Comparison of transcript levels in peripheral blood samples from the IBS participants across all three treatment arms at baseline and 6-weeks indicated that EGR1 gene expression was significantly reduced across all treatment arms (log fold-change −0.15; p = 0.02; N = 188). Changes in TP53 gene expression were not significant (p > 0.05).

Discussion

In this study, in a clinical trial of patients with IBS, randomized to three placebo-related interventions (DBP, OLP, and NPC), we found the effects of COMT rs4680 in response to placebo treatments. Particularly in DBP, met/met participants had a significantly greater improvement in IBS symptoms compared with participants who were met/val and val/val. Furthermore, assuming that placebo-related response would be present to varying degrees in each arm, we identified transcription regulation and EGR1 gene expression as novel epigenetic processes that potentially influence response to placebo treatment in IBS.

The COMT enzyme metabolizes several hormones and neurotransmitters, including norepinephrine, dopamine, and catechol estrogen, which have been implicated in IBS pathophysiology, stress, and response to placebo treatments. The low-activity form of the COMT enzyme, encoded by a methionine (met) allele in the rs4680 genetic polymorphism, ostensibly results in higher levels of these COMT substrates. Notably, there was no difference in IBS-SSS by COMT rs4680 at baseline, so it is unlikely that the changes in response to placebo treatment observed in this study were attributed to regression to the mean. Across the three placebo treatment arms in this study, participants homozygous for the met allele (met/met) had significantly greater improvement in the primary outcome measure, change in IBS-SSS, compared to homozygotes for the high-activity form of the enzyme (val/val). In women, the direction of the COMT rs4680 effect was consistent across all three arms. Apart from the OLP arm, the direction of COMT effects in men was similar to this overall trend of met/met > val/val. However, with so few men with the met/met genotype enrolled in this trial, follow-up studies are needed to understand if there are sex-specific responses to OLP. Taken together, this study extends our previous finding that genetic variation in COMT differentially influences IBS symptom improvement in response to placebo treatment (5), in particular DBP, and suggests that the COMT rs4680 genetic variant may be useful in predicting, managing, and targeting placebo response in IBS trials and drug development.

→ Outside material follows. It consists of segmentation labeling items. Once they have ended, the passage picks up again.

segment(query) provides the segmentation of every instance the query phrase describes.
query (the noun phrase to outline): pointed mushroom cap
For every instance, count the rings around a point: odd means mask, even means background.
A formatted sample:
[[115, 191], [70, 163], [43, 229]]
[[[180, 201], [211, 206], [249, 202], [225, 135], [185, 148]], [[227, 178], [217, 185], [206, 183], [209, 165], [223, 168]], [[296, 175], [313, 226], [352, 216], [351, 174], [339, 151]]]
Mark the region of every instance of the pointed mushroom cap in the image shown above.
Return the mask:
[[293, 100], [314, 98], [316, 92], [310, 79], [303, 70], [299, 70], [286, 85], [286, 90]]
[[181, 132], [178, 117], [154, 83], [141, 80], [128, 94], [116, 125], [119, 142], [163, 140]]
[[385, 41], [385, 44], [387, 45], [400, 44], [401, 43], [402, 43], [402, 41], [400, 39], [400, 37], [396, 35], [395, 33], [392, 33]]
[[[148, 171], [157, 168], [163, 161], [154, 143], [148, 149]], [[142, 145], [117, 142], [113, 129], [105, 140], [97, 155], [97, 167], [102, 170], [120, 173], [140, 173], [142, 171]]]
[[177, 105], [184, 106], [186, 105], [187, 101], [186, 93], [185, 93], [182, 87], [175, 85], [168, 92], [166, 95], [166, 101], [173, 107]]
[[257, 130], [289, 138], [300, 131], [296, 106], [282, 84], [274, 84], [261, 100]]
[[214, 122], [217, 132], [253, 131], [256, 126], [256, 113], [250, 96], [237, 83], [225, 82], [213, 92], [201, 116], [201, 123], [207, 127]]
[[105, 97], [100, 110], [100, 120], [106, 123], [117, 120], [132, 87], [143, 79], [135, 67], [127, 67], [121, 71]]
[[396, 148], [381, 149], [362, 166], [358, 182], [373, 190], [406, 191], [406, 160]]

As a complex phenotype, placebo treatment response in IBS is likely to be polygenic, with influence from many genetic loci each with small individual effects. However, identifying small genetic effects requires a large sample size to provide power to discern statistically significant effects. As expected in a study with a sample size having limited power, none of the loci in the GWAS reached genome-wide significance. Gene-set analysis aggregates data for complex traits based on biological data to reduce the sample size required to detect important signals. In this study, we used gene-set analysis of the GWAS for SNP-level associations with change in IBS-SSS to explore genome-mediated responses to treatment. To maximize power, we also combined participants from the three placebo treatment arms assuming placebo-related responses, which would contribute to the outcome in each of the three treatment arms. Four statistically significant GO terms were identified: three linked to transcription regulation (GO:0032968, GO:0070934, and GO:0070937) and one associated with DNA topoisomerase regulation (GO:0003918).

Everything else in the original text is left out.